Winston Churchill’s many attributes include “humour, urbanity, and penetrating analysis which moved men on important occasions, and a keen sense of history”.

Lord Moran, Churchill’s personal doctor who accompanied him on all his tours outside England, including Malta, mentions in his book Churchill at War 1940-1945, published in London in 2002, a previously unknown incident in the Prime Minister’s life.

Lord Gort, one of Malta’s wartime Governors, dangerously flew to Cairo in a Wellington bomber to meet Churchill at the embassy there. Churchill, who was in Cairo at the time during the campaign against the Italians in North Africa, had expressed his desire to be informed about the situation in Malta.

“Gort is hardly recognisable, stones lighter, a man many years older, with sunken cheeks and tired eyes. The island had been in short commons, and he has been setting an example in rationing.”

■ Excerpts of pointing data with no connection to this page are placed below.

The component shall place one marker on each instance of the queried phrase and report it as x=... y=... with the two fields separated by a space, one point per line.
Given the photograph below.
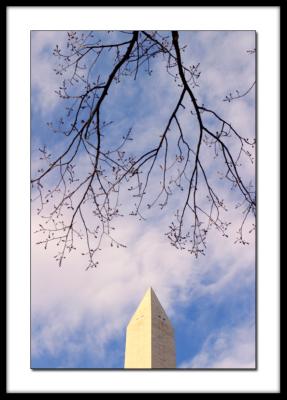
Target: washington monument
x=149 y=336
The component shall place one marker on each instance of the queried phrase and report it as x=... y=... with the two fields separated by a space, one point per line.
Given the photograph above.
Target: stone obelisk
x=149 y=336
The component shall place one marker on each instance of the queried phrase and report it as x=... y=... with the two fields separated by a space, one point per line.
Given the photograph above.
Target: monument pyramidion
x=150 y=336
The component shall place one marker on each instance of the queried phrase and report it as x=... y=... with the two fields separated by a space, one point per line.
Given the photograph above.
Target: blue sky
x=78 y=316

During their conversation “the Prime Minister dabbed his eyes with a handkerchief as he listened to Malta’s story”.

It is known that there were at least two other occasions when Churchill is known to have wept: on the death of President Roosevelt in April 1945, and the sinking by Japanese bombers of the battleships Prince of Wales and Renown in December 1941.

I distinctly remember Lord Gort riding on his bicycle from his residence at San Anton to the Protection Office in Valley Road, Birkirkara, and to his office at the Palace in Valletta.